Elif bir mesaja cevap yazdı, Emre çaresizce sinyal aradı. Geçici bir yapay ışık anı, katlar geçerken parlayan aralıklı bir parıltı, küçük pencereden görünen sarı koridor ışığı… Ve sonra kabin durdu. Dördüncü katta değil, üçüncü ile dördüncü arasında. Emre’nin parmağı acil düğmeye dokundu, ama yanıt gelmedi; zil çalmadı, motorun metalik sesi sustu. İkisi de ilk kez birbirine baktı — önceden öngörülmemiş tuhaf bir yakınlıkta.

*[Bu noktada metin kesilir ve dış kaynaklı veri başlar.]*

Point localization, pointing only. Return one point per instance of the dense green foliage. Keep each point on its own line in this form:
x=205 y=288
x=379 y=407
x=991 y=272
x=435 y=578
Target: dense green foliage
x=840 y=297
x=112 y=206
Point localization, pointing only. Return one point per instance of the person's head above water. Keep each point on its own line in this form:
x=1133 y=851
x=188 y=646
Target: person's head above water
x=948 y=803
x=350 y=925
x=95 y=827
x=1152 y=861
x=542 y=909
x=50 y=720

—İyi misiniz? —diye sordu Emre, sessizliği bozmak istemeyen alçak bir sesle.
—Evet —dedi Elif, başını kaldırmadan—. Sadece çıkmış olduğumuzu sanmıştım.
Asansör tekrar hareket etti, ama bu kez aşağı, ikinci kata doğru. Işıklar yanıp söndü, numaralar aşağı doğru değişti. İkisi de artık yolcu değil, durmuş bir zamanın istemsiz ortakları olduklarını anladı. Sonunda kabin durdu ve kapılar açıldığında alkış yoktu, rahatlama da. İkisi de eşiğin ötesine ilk adımı atmadı.
Servis merdivenlerinde, Emre aşağı inmek için elini uzattı. Elif elini tuttu. Hafif bir titreme, söylenmemiş bir kelimenin çatlağı gibi. O, alçak sesle konuştu:
—Sessizlik için teşekkür ederim.
Elif hafifçe gülümsedi:
—Ve asansör için teşekkür ederim.
Birlikte son basamakları indiler. Girişte, binanın sosyal kulübünün ışığı sönüyordu. Emre durdu, telefonuna baktı — hâlâ sinyal yoktu. Elif şapkasını çıkardı; koyu, dingin gözleri bir saniye fazla baktı. Sonra dönüp sokağa yürüdü. Emre adını söylemek istedi, ama sesi çıkmadı. Geri dönüp baktığında, o çoktan caddenin loşluğunda kaybolmuştu.
O gece Emre eve girmedi. Şehrin ışıklarını gören seyir terasına kadar yürüdü; paralel hayatları taşıyan görünmez asansörlerin ve yolların ağını izledi. Asansörü düşündü, o yabancı kadının yakınlığını, iki yabancının paylaştığı küçücük bir alanda hiçbir şeyin eskisi gibi kalmadığı anı. Cebinden katlanmış bir bilet çıkardı; açtığında üzerinde küçük bir asansör çizimi vardı. Tekrar cebine koydu. Ve anladı ki bazı kapılar bizi ayırmak için değil, birbirimizi çeliğin yansımasında görebilmemiz için kapanır.
Her zaman asansörün 3-4 numarasını, mor yanıp sönen düğmeyi ve kadının sesindeki “asansör için teşekkürler” cümlesini hatırlayacak. Adını asla öğrenemedi. Belki de hiç öğrenemeyecek. Ama o kısa yakınlıkta Emre fark etti ki hakikat duyuruya değil, sadece bir düğmeye ve paylaşılan bir sessizliğe ihtiyaç duyar.